Who had the best prose style of all time?

Who had the best prose style of all time?

I nominate this man, Sir Thomas Browne.

List the specific work if your nominee's style changed over time.

At the end I'll tally this up and see who Veeky Forums agrees is the best.

Does haiku post count?
Jettison'd wisdom upon
This brink of ever.

Samuel Johnson

Joyce with Ulysses

Chihuahua looking nigga

Browne for the English tongue indeed.

La Bruyère or Retz for French.

Wow. STB and the Cardinal. Every once in a while Veeky Forums surprises. In a good way.

I'll choose Hazlitt for the English, the Duc de St. Simon for the French.

Vladimir Nabokov. English wasn't even his first language and dude still had lovely prose.

Too bad he was a wackjob who believed in witches

I still feel Retz has a better prose than Saint-Simon though. Saint-Simon "écrivait à la diable pour l'éternité" ; here and there, Saint-Simon does sleep.

Cervantes with Don Quixote.

That's fair, but it's also Versailles. The Cardinal's memoirs do move, by contrast. Ever read Fenelon? In English, Fuller's Worthies or Robert Burton? The Anatomy also tends to fall asleep, but parts of it are just wonderful. Some English sermonizers have wonderful styles-- Donne (of course) but Andrewes and especially Jeremy Taylor. In American English I love the way Richard Henry Dana presents Two Years Before the Mast.

>Ever read Fenelon?
Only his dialogues, his famous letter, and some things here and there. His French is rigid, his sentence often too large for his idea. He lived and wrote beyond his intellectual means.

As to religious questions discussed by Fénelon, every minute spent reading this, is a minute not spent reading Bossuet.


>In English, Fuller's Worthies or Robert Burton
No, should I?

>Some English sermonizers have wonderful styles-- Donne (of course) but Andrewes and especially Jeremy Taylor.
I've only read Donne. If I were to read one of the two, which one should I pick?

Did it ever occur to you how all these absolutely brilliant genius poly maths had esoteric beliefs and you call them brlliant BUT also had whack job beliefs.
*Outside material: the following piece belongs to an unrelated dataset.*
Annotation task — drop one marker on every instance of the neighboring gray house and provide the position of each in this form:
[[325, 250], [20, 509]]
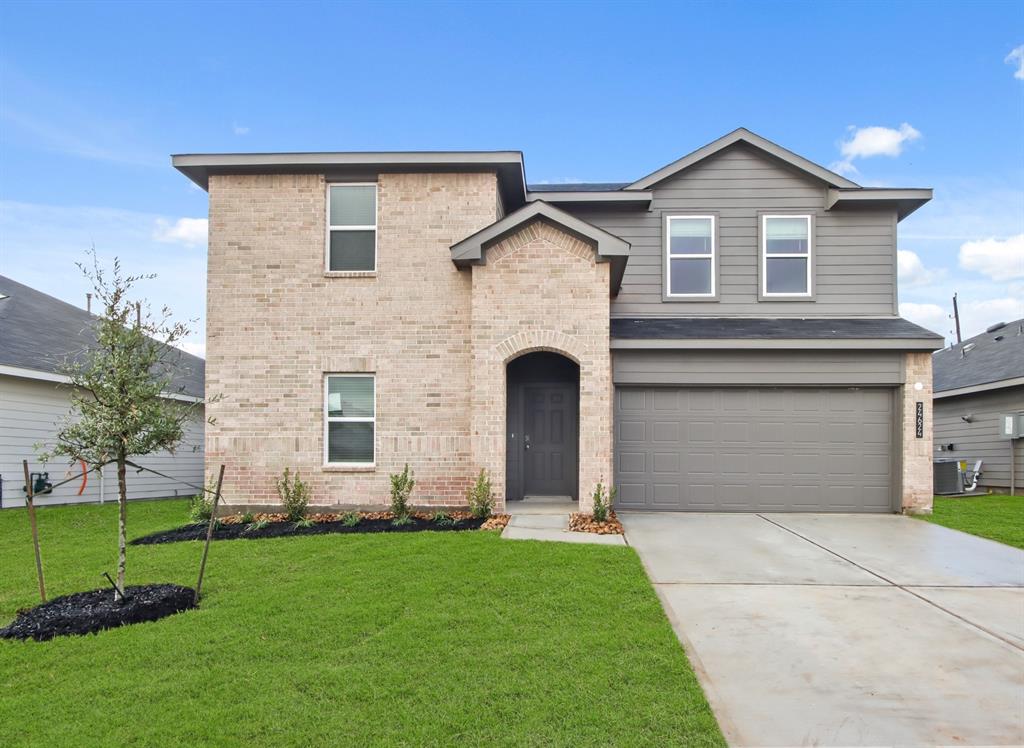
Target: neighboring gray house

Maybe you're the whack job for not understanding.

T.S. Eliot liked the former, I the latter-- but I'm a softer stylist. Here's what I'll recommend-- DeQuincey's short piece The English Mail Coach, John Aubrey's quaint Brief Lives, and Izaak Walton's (4) Lives.

someone from the american southeast
and definitely not thomas wolfe
tonight i'm feeling faulkner

Pynchon, unironically.

tell me a little about browne. his subject matters and world views.

you can read religio medici in 2 hours, its free online

Stinky stinky

>English wasn't his first language

Untrue. He learned English concurrently while growing up. He wrote Lolita in English before translating it back into Russian. Nabokov is chiefly an American author.

A better example of an author who spoke English as a second language would be Joseph Conrad. He was an adult by the time he learned English.